Archive for the ‘European Commission’s Food and Veterinary Office (FVO)’ Tag

Victory for U.S. Horses   1 comment

From:  Encyclopedia Britannica – Advocacy for  Animals

Dec 10, 2014 by Michael Markarian

European Commission Suspends Horsemeat Imports From Mexico

Our thanks to Michael Markarian for permission to republish this post, which originally appeared on his blog Animals & Politics on December 9, 2014.

The European Commission has suspended the import of horsemeat from Mexico to the European Union due to food safety concerns, and it’s a decision that has huge implications for the slaughter of American horses for human consumption.

Horses wait in pens at the U.S. border before being transported to Mexico for slaughter. Photo: Kathy Milani/The HSUS.

 

 

 

 

 

 

 

 

 

Killer buyers export tens of thousands of horses from the United States to Mexico each year, often outbidding horse owners and rescue groups, just so the animals can be inhumanely butchered, shrink-wrapped, and air-freighted to diners in Belgium, France, Italy, and other EU nations.

In fact, according to an audit published last week by the Commission’s Food and Veterinary Office, 87 percent of the horses slaughtered in Mexico for export to the EU came from the United States. The audit paints a grim picture of serious animal welfare problems both during transport and on arrival at the slaughter plants, with controls on the effectiveness of stunning the horses described as “insufficient” during slaughter.

The auditors reported that “horses of US origin were regularly found dead in slaughterhouse pens due to trauma or pneumonia shortly after arrival,” and that many rejected horses had livers indicating trauma and injury during transport. They recounted finding two injured horses (“one with open wounds above both eyes, the other lame”) who “had been left in pens under full sun…and had been present in the pens without veterinary treatment for at least two days.”

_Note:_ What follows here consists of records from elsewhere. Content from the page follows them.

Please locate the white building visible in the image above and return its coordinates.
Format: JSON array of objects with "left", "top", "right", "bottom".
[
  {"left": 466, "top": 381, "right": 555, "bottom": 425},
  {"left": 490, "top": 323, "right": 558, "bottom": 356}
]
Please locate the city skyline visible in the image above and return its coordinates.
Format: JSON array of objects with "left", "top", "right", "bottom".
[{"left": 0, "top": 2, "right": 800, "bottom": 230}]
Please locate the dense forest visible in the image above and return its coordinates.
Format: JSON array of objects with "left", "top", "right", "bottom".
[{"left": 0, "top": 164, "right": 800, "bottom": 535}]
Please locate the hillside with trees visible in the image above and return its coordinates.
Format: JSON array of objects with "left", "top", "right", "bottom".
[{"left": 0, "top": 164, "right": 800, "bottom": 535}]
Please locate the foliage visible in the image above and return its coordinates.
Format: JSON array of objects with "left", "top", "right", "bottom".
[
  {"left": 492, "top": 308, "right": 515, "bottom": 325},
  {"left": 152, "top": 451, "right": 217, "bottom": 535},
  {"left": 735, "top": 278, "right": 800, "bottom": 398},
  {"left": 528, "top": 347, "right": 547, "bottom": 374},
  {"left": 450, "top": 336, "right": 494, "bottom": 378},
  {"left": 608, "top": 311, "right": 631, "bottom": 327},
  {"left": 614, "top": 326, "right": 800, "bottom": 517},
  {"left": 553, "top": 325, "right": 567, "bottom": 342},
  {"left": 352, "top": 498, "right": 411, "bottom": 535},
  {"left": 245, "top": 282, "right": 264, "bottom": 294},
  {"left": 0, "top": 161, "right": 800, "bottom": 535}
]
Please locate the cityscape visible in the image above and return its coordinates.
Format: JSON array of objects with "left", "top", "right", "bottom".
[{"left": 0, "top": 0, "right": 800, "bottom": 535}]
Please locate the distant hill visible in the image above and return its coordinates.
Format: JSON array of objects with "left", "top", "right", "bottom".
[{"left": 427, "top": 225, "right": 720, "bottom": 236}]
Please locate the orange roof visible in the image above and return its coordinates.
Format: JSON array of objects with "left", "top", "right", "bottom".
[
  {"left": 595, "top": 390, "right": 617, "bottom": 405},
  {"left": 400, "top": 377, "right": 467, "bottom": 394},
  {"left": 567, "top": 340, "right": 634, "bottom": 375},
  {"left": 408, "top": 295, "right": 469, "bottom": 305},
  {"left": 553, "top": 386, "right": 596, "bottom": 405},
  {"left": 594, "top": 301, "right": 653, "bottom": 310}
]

Even though the European Commission requires lifetime veterinary records for EU horses intended for food, EU regulators have allowed third parties, such as Canada and Mexico, to meet a lower food safety standard, wherein they submit affidavits stating that horses have not been given drugs prohibited in the EU, and cover the horses’ veterinary history for only six months. But the audit found that even this watered-down food safety requirement is virtually an impossible standard to meet. The auditors “found very many affidavits which were invalid or of questionable validity, but were nonetheless accepted,” and flatly noted “the requirement, that they be identified and traceable for a period of at least 180 days prior to dispatch for slaughter, cannot be respected.”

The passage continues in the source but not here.